|Looney Tunes (Sylvester/Porky Pig) series|
|Directed by||Robert Clampett|
|Produced by||Edward Selzer|
|Story by||Robert Clampett (uncredited)|
|Voices by||Mel Blanc|
|Music by||Carl Stalling|
|Animation by||Rod Scribner
|Layouts by||Thomas McKimson|
|Backgrounds by||Dorcy Howard|
|Studio||Warner Bros. Cartoons, Inc.|
|Distributed by||Warner Bros. Pictures|
|Release date(s)||June 8, 1946 (USA)|
|Running time||7 minutes|
|This article does not cite any references or sources. (December 2009)|
Kitty Kornered is a 1946 Looney Tunes cartoon, directed by Robert Clampett and produced and released by Warner Bros. Pictures. Considered among Clampett's best and wackiest films, Kitty Kornered was Clampett's final cartoon starring his longtime star Porky Pig (although he made a cameo in Clampett's next cartoon The Great Piggy Bank Robbery as a train driver), and marks the only appearance of the (then unnamed) Sylvester the cat in a Clampett-directed cartoon and only one of two times Sylvester spoke in a Porky Pig cartoon. It was also the first appearance of Sylvester in the Looney Tunes series.
Porky and Sylvester would later be paired in a trio of shorts directed by Chuck Jones: Scaredy Cat, Claws for Alarm, and Jumpin' Jupiter. Both also co-starred (with Daffy Duck, which has a sped-up version of Sylvester's voice, including the lisp) in The Scarlet Pumpernickel (the only other time Sylvester spoke in a Porky Pig cartoon).
The neighborhood's cat owners all (literally) throw their cats out for the night. Porky Pig attempts to do the same, but his four cats (a tall black and white lisping cat (Sylvester), a medium sized tabby, a diminutive kitten, and a dumb drunkard cat) throw him out into the snow. Porky states that he's starting to hate pussycats. Porky bangs on the door, demanding to be let in, but the cats pop out of the door and proclaim in unison, "Milkman, keep those bottles quiet!", and then slam the door in his face.

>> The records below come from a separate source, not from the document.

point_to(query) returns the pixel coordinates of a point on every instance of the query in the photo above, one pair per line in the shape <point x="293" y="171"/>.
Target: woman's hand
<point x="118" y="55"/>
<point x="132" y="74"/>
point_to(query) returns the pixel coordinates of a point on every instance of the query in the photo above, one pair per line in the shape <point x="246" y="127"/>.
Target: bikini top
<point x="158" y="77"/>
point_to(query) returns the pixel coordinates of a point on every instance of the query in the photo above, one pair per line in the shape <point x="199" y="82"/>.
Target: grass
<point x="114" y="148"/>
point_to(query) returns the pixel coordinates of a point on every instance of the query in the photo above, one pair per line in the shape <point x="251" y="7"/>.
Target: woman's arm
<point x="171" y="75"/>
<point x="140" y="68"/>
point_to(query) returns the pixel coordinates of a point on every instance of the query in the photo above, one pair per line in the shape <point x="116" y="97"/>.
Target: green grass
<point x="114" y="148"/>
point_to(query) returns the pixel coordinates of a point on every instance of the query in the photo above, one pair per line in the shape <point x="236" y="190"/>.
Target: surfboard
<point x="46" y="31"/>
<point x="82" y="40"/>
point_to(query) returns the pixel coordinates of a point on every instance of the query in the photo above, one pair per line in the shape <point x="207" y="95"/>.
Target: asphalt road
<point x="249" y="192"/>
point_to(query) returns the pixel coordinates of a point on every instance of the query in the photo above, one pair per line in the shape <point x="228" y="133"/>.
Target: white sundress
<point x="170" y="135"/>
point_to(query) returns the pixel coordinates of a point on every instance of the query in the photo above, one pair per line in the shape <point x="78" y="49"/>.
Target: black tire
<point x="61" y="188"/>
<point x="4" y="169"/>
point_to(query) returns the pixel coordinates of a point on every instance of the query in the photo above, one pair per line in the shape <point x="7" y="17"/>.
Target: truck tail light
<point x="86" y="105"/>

While the cats are lounging around, Porky throws open the window, making an incredibly menacing face. He chases them around the house until one of them throws him into a teapot. Porky retaliates by setting his pet dog "Lassie" on the cats. The cats see the dog's shadow and run for their lives, not knowing that "Lassie" is really only a shadow puppet created with Porky's fingers.
When the cat with the lisp finds out that they've been tricked, he and the others plot revenge, which is exacted by having the cats create a War of the Worlds-esque sensation about invading aliens, and driving him into a panic over "Men from Mars!". Assuming the appearances of Theodore Roosevelt and his Rough Riders cavalry (in reference to the then-popular film Arsenic and Old Lace), the cats charge at Porky and run him out of the house once and for all. Homeless, alone, and cold in the snow, Porky turns to the camera and asks the audience if they have a vacancy.
On the defunct WB channel in America and the UK's BBC, the scene where the cats smoke, read comics, lounge and drink wine (as pictured in the page) was cut.